Saracens Blog

The Defamation Act and the Reynolds principle

The law recognises that there are circumstances where it is in the public interest to permit greater freedom of speech.

Qualified privilege exists as a defence under the Defamation Act 1996 because the law accepts that there are occasions when people should be at liberty to express themselves freely even when, in doing so, a third party is defamed.

Under section 15 of the Defamation Act 1996 the publication of any report or other statement mentioned in Schedule 1 to the Defamation Act is privileged unless the publication is shown to be made with ‘malice’. The Defamation Act does not itself define malice, but it can consist of either awareness of or recklessness as to the untruth of the statement; a dominant improper motive in making a statement; or misuse of the occasion for which privilege exists.

The defence of qualified privilege covers fair and accurate reporting of Parliament, legal proceedings and matters listed in Schedule 1 of the Defamation Act 1996. It is also held to protect freedom of speech in specific circumstances under the common law ‘responsible journalism’ defence to a claim in libel.

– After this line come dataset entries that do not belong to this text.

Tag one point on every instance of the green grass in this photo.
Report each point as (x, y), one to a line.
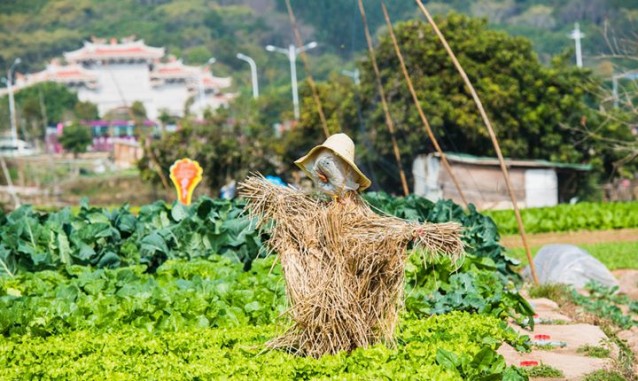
(614, 255)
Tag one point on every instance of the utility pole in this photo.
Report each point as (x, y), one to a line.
(292, 53)
(12, 107)
(577, 36)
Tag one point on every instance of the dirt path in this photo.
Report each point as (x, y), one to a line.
(574, 238)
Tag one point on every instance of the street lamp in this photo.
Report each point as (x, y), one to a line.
(292, 53)
(202, 91)
(12, 107)
(253, 72)
(352, 74)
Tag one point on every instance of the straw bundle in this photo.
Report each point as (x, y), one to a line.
(343, 265)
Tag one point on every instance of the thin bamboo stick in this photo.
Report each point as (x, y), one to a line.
(388, 118)
(424, 119)
(311, 81)
(486, 120)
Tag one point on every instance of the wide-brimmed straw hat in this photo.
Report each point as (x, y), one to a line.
(342, 146)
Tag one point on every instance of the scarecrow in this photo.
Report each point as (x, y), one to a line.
(343, 263)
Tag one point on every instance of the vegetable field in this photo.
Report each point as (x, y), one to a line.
(175, 292)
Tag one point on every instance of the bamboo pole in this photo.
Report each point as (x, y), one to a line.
(311, 81)
(424, 119)
(388, 118)
(486, 120)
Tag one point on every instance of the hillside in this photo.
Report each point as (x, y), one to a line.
(38, 30)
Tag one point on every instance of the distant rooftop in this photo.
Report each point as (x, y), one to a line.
(481, 160)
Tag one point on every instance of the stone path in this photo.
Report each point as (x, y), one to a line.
(574, 335)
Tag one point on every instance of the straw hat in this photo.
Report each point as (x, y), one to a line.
(342, 146)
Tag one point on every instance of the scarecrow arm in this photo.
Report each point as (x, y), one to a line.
(442, 238)
(266, 200)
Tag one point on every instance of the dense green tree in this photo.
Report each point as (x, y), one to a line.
(535, 109)
(225, 147)
(75, 138)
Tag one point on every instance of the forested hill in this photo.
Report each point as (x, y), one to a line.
(37, 30)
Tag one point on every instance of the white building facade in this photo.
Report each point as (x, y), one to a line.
(115, 74)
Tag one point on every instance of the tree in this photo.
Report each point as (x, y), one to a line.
(224, 147)
(75, 138)
(532, 107)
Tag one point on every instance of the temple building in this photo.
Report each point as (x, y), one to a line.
(115, 74)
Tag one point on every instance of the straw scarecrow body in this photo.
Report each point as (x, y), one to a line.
(342, 262)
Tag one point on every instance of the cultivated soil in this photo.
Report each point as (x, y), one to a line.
(575, 331)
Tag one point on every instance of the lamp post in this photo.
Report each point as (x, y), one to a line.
(253, 73)
(202, 91)
(12, 107)
(576, 35)
(292, 53)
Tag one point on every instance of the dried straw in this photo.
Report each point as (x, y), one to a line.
(343, 265)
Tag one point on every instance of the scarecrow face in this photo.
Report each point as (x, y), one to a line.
(332, 175)
(331, 167)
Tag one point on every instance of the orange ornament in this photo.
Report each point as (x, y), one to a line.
(186, 174)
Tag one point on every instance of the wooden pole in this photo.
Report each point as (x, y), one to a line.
(486, 120)
(388, 118)
(311, 81)
(424, 119)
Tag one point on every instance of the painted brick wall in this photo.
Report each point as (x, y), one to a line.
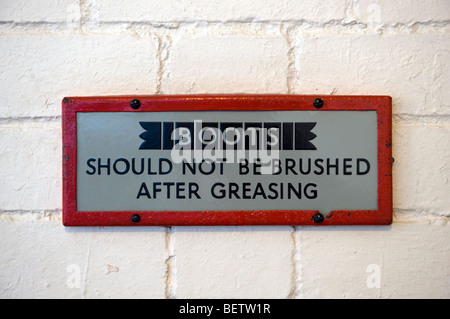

The Reynolds principle was not introduced by the Defamation Act 1996 but established by the case of Reynolds v Times Newspapers [1999]. In this case the House of Lords established that, in determining whether the public had a right to know the published information, the court would assess whether it was of sufficient value to the public that it was in the public interest and should be protected by privilege. Lord Nicholls in his judgment in the Reynolds case set out ten “illustrative circumstances” which are required to be considered, such as the seriousness of the allegation, the nature of the information and what steps were taken to verify the information.